Language like the following make the urgency and reality of the problems associated with climate change clear:

“There is a very consistent scientific consensus indicating that we are in the presence of a disturbing heating of the climate system. In recent decades, this warming was accompanied by the constant rising of the sea level, and it is also hard not to relate it with the rise in extreme weather events… [N]umerous scientific studies indicate that most of the global warming in recent decades is due to the large concentration of greenhouse gases (carbon dioxide, methane, nitrogen oxide, and others) mainly emitted due to human activity. Their concentration in the atmosphere prevents the heat of the solar rays reflected from the Earth to be dispersed in space. This is especially enhanced by the model of development based on the intensive use of fossil fuels, which is at the center of the global energy system. It is also affected by the increase of the practice of changing land use, mainly by deforestation for agricultural purposes… [T]he heating has effects on the carbon cycle. It creates a vicious cycle which aggravates the situation even more and which will affect the availability of essential resources like drinking water, energy and agricultural production in the hottest areas, and will result in the extinction of a part of the planet’s biodiversity. The melting of polar and high altitude ice threaten the leakage of methane gas which carries high risks, and the decomposition of frozen organic matter could further accentuate the emission of carbon dioxide. In turn, the loss of tropical forests makes things worse, since these help to mitigate the climate change. The pollution produced by carbon dioxide increases the acidity of the oceans and affects the marine food chain.”

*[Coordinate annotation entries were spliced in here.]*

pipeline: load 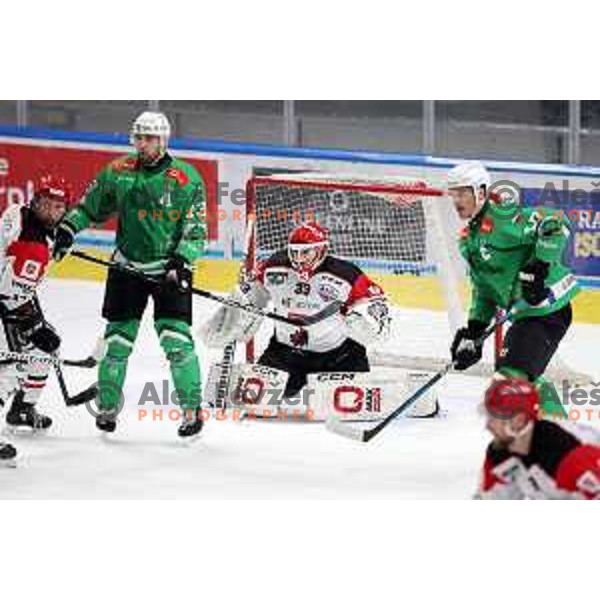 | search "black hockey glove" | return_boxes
[165,256,192,292]
[450,321,486,371]
[519,258,550,306]
[52,221,75,261]
[29,322,60,354]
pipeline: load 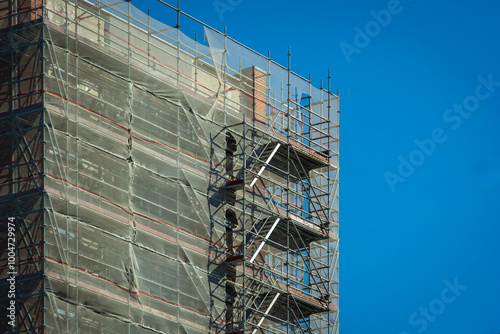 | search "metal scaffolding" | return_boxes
[0,0,339,334]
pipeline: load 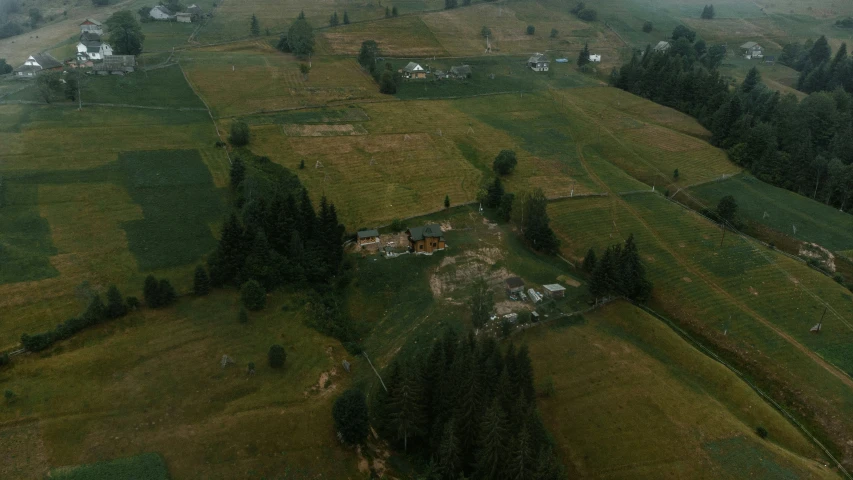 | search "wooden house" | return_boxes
[406,223,447,253]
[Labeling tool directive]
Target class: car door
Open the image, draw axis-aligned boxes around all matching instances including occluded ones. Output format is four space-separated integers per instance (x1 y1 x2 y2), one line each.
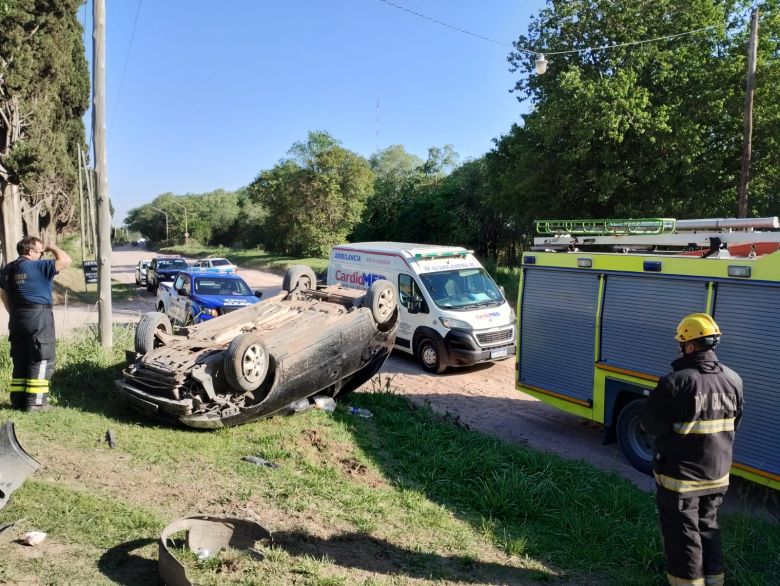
168 273 186 322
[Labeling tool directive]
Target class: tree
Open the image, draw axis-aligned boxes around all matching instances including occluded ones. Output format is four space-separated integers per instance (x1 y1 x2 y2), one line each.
0 0 89 258
500 0 780 220
248 132 373 257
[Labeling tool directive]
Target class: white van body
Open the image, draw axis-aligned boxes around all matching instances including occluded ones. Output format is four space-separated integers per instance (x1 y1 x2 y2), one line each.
328 242 515 373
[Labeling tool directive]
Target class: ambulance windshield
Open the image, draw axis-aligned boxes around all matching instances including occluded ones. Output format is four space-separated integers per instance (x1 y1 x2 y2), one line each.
420 268 504 309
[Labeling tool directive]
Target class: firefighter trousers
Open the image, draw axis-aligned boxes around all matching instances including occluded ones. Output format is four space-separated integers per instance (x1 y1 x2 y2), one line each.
8 305 55 410
656 486 724 586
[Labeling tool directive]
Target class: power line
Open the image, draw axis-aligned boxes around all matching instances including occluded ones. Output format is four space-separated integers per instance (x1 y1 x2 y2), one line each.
108 0 143 127
379 0 717 56
379 0 512 48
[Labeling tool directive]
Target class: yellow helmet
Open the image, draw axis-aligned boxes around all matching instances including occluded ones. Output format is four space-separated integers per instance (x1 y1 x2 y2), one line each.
674 313 721 342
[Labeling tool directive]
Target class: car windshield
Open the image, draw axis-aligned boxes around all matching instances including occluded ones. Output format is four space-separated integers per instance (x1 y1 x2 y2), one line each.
421 269 504 310
195 277 252 295
157 258 187 270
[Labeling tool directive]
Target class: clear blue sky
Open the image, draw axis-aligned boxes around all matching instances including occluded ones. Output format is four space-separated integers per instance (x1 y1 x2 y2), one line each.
79 0 544 225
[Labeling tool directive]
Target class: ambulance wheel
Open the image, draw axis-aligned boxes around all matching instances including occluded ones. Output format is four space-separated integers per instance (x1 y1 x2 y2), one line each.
417 338 447 374
366 279 398 325
282 265 317 293
617 399 655 474
135 311 173 354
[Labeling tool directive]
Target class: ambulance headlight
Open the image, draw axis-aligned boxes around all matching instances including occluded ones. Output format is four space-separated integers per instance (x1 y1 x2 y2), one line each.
439 317 472 331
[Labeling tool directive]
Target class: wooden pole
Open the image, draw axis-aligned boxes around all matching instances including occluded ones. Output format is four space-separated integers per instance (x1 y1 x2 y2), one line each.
738 8 758 218
92 0 114 349
79 146 87 291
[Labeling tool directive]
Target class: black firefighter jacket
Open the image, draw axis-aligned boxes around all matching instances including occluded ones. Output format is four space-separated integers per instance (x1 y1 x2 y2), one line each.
640 350 743 497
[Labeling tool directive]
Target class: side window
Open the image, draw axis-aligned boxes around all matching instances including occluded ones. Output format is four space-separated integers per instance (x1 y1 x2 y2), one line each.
398 274 414 307
398 274 425 307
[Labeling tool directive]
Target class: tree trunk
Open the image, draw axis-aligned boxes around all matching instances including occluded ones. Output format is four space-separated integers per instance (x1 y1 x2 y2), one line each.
0 182 22 264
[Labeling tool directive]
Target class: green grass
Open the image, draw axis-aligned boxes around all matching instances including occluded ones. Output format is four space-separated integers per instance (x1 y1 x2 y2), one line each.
160 245 328 274
0 327 780 586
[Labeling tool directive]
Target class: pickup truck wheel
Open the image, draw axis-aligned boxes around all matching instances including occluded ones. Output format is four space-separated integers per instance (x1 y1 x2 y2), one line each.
617 399 655 474
417 338 447 374
135 311 173 354
223 332 268 392
282 265 317 293
365 279 398 325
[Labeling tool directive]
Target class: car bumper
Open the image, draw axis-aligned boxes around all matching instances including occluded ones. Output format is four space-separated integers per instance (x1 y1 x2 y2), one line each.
444 330 515 366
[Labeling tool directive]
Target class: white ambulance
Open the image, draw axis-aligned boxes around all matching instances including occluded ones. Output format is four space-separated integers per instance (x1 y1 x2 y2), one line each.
328 242 515 373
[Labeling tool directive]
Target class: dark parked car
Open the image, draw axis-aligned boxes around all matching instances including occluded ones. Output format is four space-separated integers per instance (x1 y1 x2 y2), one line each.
116 266 398 428
146 256 189 293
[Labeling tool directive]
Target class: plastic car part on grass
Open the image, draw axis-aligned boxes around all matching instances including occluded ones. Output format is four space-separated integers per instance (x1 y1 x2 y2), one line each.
158 515 273 586
0 421 40 509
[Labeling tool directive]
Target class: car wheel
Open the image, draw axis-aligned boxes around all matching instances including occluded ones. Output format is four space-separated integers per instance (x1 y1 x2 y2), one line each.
223 332 268 392
282 265 317 292
417 338 447 374
135 311 173 354
617 399 655 474
365 279 398 325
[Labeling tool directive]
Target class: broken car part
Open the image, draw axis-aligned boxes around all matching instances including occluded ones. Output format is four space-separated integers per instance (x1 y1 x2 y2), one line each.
0 421 40 509
158 515 273 586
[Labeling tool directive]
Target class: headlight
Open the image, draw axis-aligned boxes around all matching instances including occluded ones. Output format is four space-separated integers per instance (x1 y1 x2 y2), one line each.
439 317 473 331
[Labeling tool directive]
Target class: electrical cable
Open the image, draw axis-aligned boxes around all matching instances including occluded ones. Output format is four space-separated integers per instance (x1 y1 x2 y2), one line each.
108 0 143 128
379 0 717 56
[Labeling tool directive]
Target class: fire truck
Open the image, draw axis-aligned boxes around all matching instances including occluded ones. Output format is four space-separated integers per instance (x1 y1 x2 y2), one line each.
515 217 780 490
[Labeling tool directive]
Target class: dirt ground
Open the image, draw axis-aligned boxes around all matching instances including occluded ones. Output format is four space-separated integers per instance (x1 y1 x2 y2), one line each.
0 246 780 520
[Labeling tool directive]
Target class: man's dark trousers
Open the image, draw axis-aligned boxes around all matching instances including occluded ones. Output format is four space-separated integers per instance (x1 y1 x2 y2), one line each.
656 486 724 585
8 305 55 409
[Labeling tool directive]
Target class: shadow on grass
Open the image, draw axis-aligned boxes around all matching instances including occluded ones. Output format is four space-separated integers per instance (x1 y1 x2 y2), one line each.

In addition, the document makes clear that the impacts of climate change are disproportionate, with the poorest countries likely to bear the biggest brunt, from rising sea levels to changing agricultural ecosystems. Pope Francis also points a finger at the climate change deniers in the first world who “seem to focus especially on masking the problems or hiding the symptoms.”

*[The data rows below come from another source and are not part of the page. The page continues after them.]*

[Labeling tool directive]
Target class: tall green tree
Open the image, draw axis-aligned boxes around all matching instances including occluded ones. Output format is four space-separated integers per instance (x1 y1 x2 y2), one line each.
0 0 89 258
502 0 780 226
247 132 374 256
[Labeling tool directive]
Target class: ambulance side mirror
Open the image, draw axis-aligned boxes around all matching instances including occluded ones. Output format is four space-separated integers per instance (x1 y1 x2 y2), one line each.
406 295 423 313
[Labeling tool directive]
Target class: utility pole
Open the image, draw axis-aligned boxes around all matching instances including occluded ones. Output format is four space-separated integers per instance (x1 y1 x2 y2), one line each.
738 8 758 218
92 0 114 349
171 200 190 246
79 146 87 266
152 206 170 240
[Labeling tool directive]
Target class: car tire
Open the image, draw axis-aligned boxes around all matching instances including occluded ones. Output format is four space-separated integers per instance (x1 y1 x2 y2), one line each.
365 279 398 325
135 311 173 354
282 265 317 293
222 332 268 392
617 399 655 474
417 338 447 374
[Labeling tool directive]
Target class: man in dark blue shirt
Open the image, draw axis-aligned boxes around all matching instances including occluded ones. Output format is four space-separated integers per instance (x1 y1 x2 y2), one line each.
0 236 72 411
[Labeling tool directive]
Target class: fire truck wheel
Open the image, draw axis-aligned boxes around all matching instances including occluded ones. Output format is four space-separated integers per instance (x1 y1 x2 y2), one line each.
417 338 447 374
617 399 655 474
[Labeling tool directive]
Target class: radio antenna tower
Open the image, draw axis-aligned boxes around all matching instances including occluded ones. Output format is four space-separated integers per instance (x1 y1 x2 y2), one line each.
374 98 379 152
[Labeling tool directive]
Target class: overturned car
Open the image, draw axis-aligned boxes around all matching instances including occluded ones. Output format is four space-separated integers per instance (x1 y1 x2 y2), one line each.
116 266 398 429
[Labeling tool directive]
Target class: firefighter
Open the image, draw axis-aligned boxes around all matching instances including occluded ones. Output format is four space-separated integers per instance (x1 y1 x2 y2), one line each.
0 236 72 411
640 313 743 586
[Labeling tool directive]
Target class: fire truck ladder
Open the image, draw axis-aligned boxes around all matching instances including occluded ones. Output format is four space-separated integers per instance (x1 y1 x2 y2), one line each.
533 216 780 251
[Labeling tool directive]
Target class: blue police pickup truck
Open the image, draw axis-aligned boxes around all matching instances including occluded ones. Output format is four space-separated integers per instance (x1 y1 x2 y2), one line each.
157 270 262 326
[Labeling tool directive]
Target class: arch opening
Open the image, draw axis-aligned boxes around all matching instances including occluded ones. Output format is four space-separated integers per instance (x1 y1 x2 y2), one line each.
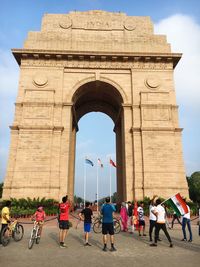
68 81 126 204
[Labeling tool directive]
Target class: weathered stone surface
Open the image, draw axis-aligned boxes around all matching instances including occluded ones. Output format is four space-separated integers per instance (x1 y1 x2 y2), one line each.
3 11 188 200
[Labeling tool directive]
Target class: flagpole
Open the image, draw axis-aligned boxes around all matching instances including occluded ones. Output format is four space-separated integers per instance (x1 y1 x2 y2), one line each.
97 159 99 212
83 159 86 208
110 160 112 202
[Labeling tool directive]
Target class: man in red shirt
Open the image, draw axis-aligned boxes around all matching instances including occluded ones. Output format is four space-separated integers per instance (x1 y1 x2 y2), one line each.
59 196 71 248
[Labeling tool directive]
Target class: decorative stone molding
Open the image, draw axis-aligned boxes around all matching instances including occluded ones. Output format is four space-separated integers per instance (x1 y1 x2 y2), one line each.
145 76 161 89
33 73 48 87
59 17 72 29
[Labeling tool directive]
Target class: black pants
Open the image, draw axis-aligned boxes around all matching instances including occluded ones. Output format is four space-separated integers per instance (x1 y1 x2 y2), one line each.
149 220 156 241
172 214 182 228
155 223 172 243
0 223 8 244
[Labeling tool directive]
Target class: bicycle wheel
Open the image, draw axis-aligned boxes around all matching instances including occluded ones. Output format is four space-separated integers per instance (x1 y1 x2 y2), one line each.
13 223 24 242
93 221 102 234
28 229 36 249
113 220 121 234
1 227 11 247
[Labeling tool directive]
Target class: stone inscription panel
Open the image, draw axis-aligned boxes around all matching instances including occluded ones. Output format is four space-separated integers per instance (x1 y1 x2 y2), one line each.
24 89 54 102
143 108 170 121
16 131 51 172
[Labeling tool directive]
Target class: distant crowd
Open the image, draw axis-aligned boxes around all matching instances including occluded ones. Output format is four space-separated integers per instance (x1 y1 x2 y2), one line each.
0 195 193 252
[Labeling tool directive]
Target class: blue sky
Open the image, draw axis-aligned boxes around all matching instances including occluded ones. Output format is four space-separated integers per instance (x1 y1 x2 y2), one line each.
0 0 200 199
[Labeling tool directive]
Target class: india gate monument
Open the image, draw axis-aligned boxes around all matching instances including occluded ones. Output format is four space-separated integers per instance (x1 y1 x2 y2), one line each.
3 10 188 201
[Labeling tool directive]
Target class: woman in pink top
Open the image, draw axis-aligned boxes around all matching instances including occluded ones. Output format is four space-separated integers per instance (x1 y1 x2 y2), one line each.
120 202 128 232
32 206 46 238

Nevertheless, this encyclical is most definitely not a scientific document, and in it the pontiff does not depart from longstanding Catholic doctrines or dogma to any degree; consequently he does not allow himself to propose realistic solutions to these problems.

First off, he dismisses the need to address reproductive rights for women, and also the concomitant problem of population growth in poor countries as part of any proposed solution to world environmental problems. If one is seriously worried about the environment on a global scale, then one needs to worry about population growth. A population of 10 billion by 2050 will likely be unsustainable at a level that provides all humans with adequate food and access to medicine, water, and security.  Moreover, the environmental problems induced by overpopulation are also disproportionately born by those in poor countries, where access to birth control and abortion is often limited. As I have argued elsewhere recently in this regard, ultimately empowering women to manage their own reproductive future gives them the surest road out of poverty. As they travel it, they can improve their own lives and the lives of their children and also acquire better access to education, health care and economic opportunities.

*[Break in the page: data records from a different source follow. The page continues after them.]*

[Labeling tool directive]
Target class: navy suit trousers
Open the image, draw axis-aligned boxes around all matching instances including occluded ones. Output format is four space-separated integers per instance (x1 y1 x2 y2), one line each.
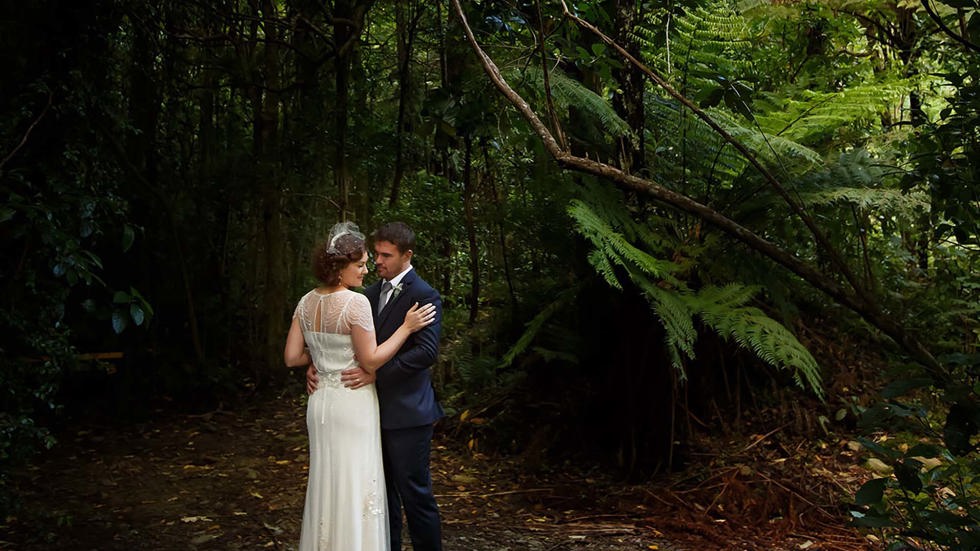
381 425 442 551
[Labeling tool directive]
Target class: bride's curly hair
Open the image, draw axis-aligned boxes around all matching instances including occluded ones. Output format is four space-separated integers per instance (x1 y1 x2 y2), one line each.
313 222 367 286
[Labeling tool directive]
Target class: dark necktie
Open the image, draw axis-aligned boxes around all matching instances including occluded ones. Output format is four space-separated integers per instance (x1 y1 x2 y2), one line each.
378 281 391 312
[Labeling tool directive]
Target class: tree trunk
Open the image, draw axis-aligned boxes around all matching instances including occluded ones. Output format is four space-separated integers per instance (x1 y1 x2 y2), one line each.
463 134 480 325
613 0 646 174
388 2 422 207
253 0 288 380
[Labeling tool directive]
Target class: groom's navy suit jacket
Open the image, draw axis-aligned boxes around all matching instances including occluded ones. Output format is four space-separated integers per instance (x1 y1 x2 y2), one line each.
364 268 443 429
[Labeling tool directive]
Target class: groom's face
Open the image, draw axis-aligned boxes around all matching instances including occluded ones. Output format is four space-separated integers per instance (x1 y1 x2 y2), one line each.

Moreover, as my colleague Steven Pinker has emphasized in response to another piece I wrote about the pope’s encyclical, “The pontiff continues in the millennia-long Catholic tradition of vilifying technology, commerce, and ordinary people enjoying the fruits of material progress. So he puts the blame on economics and consumerism. But the solution to climate change is not to moralize from on high and implore people—particularly the poor people whom he claims to sympathize with—to learn to be abstemious for the common good and do without central heating, electric lights, and efficient transport. Billions of people aren’t going to do that. Not even the pope—especially not the pope—is going to do that.”

As Pinker then astutely argued, the solutions to the challenges raised by global climate change will be primarily economic and technological, including a global carbon tax and investment in the development of new energy technologies.

Of course, these solutions leave the pope, and his church, with no special role.  Thus, while I cannot fault the pope’s intentions, which are presumably praiseworthy, his proposals are inevitably compromised if they adhere to doctrines that can thwart real progress, and that attempt to use prior theological arguments to address issues that need to be dealt with by focusing on not only real problems but also on real solutions.